The task is to implement simple 2 threaded "copy" tool.
- Tool should accept 2 parameters: source filename and target filename.
- Copying logic should be organized with help of 2 threads.
- First thread should read the data from source file.
- Second thread should write the data to the target file.
For this I made a link list of chunks of 1MB and added conditional variable for sync between copy and paste thread. I doubt this is a good program. Please help me out rating my code.
#include <cstring>
#include <iostream>
#include <fstream>
#include <thread>
#include <cerrno>
#include <array>
#include <atomic>
#include <mutex>
#include <condition_variable>
#include <list>
#include <chrono>
#include <benchmark/benchmark.h>
#define BUFSIZE_1MB 1048576
typedef struct chunk
{
std::array<char, BUFSIZE_1MB> chk;
unsigned int size = 0;
} chunk;
std::mutex mtx;
std::atomic_bool eof = false;
std::condition_variable cv;
std::list<chunk> buffer;
void copy(std::ifstream &inputFile)
{
chunk chk;
while (!eof)
{
inputFile.read(chk.chk.data(), BUFSIZE_1MB);
chk.size = inputFile.gcount();
{
std::scoped_lock<std::mutex> mm(mtx);
buffer.push_back(chk);
}
if (inputFile.eof())
eof = true;
cv.notify_one();
}
}
void paste(std::ofstream &outputFile)
{
int chunkIndex = 0;
while (true)
{
std::unique_lock<std::mutex> mm(mtx);
while (buffer.size())
{
mm.unlock();
outputFile.write(buffer.front().chk.data(), buffer.front().size);
mm.lock();
buffer.pop_front();
}
if (eof)
break;
cv.wait(mm);
}
}
void p4_copyFiles_thread(const char *source, const char *destination)
{
std::ifstream inputFile(source);
if (!inputFile)
{
std::cout << std::strerror(errno) << " Error opening file " << source << "\n";
return;
}
std::ofstream outputFile(destination);
if (!outputFile)
{
std::cout << std::strerror(errno) << " Error opening file " << destination << "\n";
return;
}
std::thread copyT(copy, std::ref(inputFile));
std::thread pasteT(paste, std::ref(outputFile));
copyT.join();
pasteT.join();
}
int main(int argc, char* argv[])
{
if(argc < 3)
return 0;
srand(static_cast<unsigned>(time(0)));
auto start = std::chrono::high_resolution_clock::now();
p4_copyFiles_thread(argv[1], argv[2]);
auto end = std::chrono::high_resolution_clock::now();
auto duration = end - start;
std::cout << "Time taken " <<duration.count() << " ms" << std::endl;
return 0;
}
-
\$\begingroup\$ Note that if this weren't a learning exercise, then using memory map to read the data in and out might be more efficient than streaming through buffers, especially if the page sizes are large. One thread to load a memory map page into RAM, and one thread to copy to the destination memory map. Depending on the SSD type, making that "multi-threaded" may or may not also improve performance. \$\endgroup\$Mooing Duck– Mooing Duck2024年05月28日 04:21:43 +00:00Commented May 28, 2024 at 4:21
-
2\$\begingroup\$ @MooingDuck: Actually, outside a learning exercise, I would try to punt it all to the OS. \$\endgroup\$Matthieu M.– Matthieu M.2024年05月28日 07:17:21 +00:00Commented May 28, 2024 at 7:17
-
\$\begingroup\$ True! The OS has more direct knowledge of the hardware and is almost certainly faster than anything I could do. And it's definitely less buggy than anything I'd do. \$\endgroup\$Mooing Duck– Mooing Duck2024年05月28日 17:42:44 +00:00Commented May 28, 2024 at 17:42
2 Answers 2
Missing and incorrect error handling
The most important problem with your code is that you either don't handle errors, or in some other cases handle them incorrectly.

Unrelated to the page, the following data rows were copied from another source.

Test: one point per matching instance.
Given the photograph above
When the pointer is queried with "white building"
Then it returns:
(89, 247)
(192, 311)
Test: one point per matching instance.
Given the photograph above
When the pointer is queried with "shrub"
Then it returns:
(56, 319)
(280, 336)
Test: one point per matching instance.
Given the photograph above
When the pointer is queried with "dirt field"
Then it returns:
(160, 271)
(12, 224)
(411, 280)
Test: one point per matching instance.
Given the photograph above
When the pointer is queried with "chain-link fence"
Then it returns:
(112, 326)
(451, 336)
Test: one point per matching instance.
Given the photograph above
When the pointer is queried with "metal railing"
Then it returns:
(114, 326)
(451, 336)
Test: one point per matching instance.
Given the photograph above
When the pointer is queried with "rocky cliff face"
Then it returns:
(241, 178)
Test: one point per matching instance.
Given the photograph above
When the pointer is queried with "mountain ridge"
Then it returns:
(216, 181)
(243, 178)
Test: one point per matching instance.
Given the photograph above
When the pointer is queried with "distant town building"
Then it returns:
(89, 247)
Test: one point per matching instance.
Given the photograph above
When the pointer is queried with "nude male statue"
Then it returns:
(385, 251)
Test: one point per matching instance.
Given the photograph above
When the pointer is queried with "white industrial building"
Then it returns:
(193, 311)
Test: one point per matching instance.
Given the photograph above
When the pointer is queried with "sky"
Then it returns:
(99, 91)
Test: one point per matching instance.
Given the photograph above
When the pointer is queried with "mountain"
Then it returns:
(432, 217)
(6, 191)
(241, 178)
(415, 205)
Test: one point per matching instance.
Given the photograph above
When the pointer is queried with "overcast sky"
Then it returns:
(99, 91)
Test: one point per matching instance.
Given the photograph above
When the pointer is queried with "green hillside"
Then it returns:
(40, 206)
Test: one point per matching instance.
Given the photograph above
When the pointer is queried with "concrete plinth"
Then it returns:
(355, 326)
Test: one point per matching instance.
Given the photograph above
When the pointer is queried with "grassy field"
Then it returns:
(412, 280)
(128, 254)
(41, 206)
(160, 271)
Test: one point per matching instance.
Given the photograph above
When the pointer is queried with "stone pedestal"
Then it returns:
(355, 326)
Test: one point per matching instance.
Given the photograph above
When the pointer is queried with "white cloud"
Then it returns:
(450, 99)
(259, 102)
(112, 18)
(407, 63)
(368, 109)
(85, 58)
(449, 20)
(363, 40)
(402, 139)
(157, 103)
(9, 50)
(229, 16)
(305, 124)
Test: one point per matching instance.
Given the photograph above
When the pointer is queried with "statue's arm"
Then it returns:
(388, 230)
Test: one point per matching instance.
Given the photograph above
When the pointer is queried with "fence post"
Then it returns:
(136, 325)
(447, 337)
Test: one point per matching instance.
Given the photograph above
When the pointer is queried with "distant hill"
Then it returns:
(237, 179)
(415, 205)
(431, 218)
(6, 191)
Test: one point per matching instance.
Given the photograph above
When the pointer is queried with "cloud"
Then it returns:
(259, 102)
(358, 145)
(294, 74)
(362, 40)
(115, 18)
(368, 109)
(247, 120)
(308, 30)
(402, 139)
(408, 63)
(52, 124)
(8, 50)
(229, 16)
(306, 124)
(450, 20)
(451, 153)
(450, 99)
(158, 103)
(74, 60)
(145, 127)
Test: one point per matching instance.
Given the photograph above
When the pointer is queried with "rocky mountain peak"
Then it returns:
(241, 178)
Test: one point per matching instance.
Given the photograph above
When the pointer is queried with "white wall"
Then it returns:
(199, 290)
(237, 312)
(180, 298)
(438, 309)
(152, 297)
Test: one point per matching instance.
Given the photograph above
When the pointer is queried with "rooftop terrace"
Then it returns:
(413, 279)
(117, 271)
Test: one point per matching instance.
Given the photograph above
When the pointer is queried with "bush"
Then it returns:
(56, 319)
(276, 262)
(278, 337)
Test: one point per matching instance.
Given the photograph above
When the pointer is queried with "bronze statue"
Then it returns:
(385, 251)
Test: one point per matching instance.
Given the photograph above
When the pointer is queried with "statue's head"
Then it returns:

Already at the start of main()
you check if at least two arguments are passed. If not, you silently return 0
, which means success! You should instead first print an error message to std::cerr
, so the user knows what is wrong, and then return EXIT_FAILURE
, so that in case your program is called from a shell script, there script can notice the error and won't continue as if nothing was wrong.

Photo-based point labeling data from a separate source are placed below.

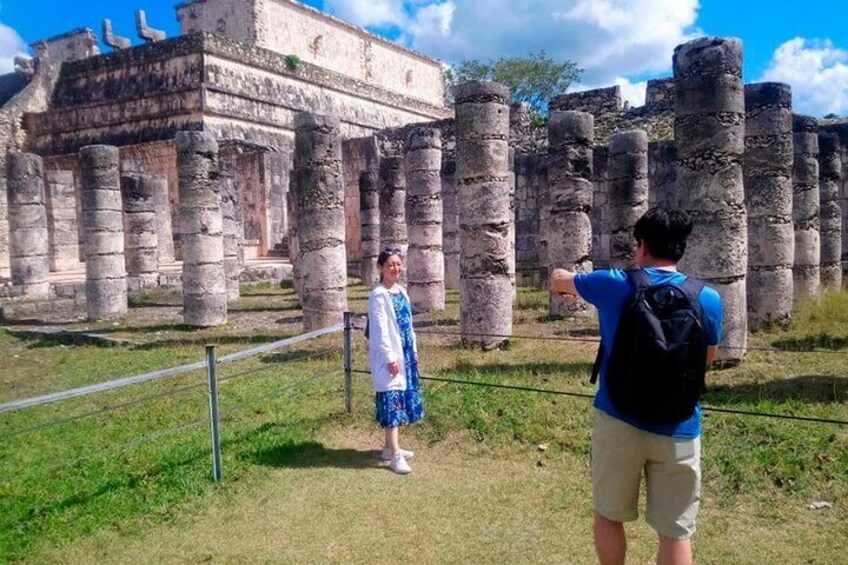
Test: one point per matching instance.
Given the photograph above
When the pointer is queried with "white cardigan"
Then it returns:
(384, 342)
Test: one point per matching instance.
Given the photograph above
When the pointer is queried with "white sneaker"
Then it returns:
(387, 454)
(399, 465)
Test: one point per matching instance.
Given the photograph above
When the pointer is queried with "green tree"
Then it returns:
(533, 80)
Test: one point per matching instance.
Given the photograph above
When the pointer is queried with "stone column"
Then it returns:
(628, 193)
(140, 237)
(319, 200)
(425, 265)
(393, 231)
(709, 130)
(103, 225)
(830, 214)
(485, 209)
(164, 228)
(62, 224)
(232, 229)
(369, 212)
(805, 208)
(568, 227)
(450, 224)
(28, 240)
(201, 230)
(768, 191)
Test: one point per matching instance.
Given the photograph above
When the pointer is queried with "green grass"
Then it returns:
(759, 474)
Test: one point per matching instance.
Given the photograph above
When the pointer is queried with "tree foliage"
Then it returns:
(533, 80)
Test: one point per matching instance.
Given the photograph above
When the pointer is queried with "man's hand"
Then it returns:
(562, 283)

The next problem is that when it comes to I/O, almost any operation can go wrong. So while you check if the files are opened correctly, you don't check if the read and write operations actually succeed. This can cause silent data corruption, and the read thread can actually go into an infinite loop (as a read error halfway in the file will not set the EOF flag).
Make sure you check after each read/write operation if the stream is still good()
.
eof
must be guarded by the mutex
You are only guarding buffer
using the mutex, but the state of eof
is something that should also be updated atomically together with buffer
. Currently there is a bug where the write thread can be suspended right between the end of the while()

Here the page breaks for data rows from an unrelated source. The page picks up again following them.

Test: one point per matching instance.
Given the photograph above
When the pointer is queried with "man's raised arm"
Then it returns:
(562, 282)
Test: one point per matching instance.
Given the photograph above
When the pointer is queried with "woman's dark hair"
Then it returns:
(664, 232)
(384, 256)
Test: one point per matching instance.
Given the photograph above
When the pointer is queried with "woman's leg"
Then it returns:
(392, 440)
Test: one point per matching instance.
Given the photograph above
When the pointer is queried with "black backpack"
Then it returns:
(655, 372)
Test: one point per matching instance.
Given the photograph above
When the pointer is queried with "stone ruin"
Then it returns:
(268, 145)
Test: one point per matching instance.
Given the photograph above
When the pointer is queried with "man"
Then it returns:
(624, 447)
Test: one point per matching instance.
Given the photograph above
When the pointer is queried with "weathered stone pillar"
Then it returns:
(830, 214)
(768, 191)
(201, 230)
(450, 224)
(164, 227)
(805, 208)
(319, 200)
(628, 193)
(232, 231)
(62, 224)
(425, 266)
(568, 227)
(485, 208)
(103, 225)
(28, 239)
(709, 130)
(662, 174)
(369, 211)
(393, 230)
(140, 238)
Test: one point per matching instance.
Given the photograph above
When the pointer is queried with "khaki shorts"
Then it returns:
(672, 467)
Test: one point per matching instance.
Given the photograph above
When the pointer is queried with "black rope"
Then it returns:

loop and before it checks eof
. The read thread might then read some more chunks and then reach the end of the file. It will push the chunks to the list and set eof
. Now the write thread resumes, checks eof
and thinks it is already done, when there are still unwritten chunks in the list.
Unbounded memory use
If writing the output file is slower than reading the input file, the linked list will become longer and longer. This can be a problem, since disks are typically much larger than the amount of RAM in a computer, and so it is quite possible for a file to be larger than you can fit in RAM. There is also no performance benefit from having lots of chunks in memory.
I recommend you limit the amount of chunks to just 3; one chunk is for reading, one chunk for writing, and another chunk to handle temporary read/write speed variations. You can add more, but any benefits greatly decrease after that.
Unnecessary copying in memory
In copy()
, you first read data into the local variable chk
. When the chunk is full, you then copy that chunk into the linked list. This can be avoided in several ways:
- Use
std::unique_ptr<Chunk>
s, so you canstd::move
them from a local variable into the list without actually copying the contents. - Use
std::vector
instead ofstd::array
, asstd::vector
s can be efficiently moved by themselves. - Use a
std::list<Chunk>
for the local variable as well, and thensplice()
that intobuffer
. - Just like
paste()
works on aChunk
that is stored inside the linked list, you can firstemplace_back()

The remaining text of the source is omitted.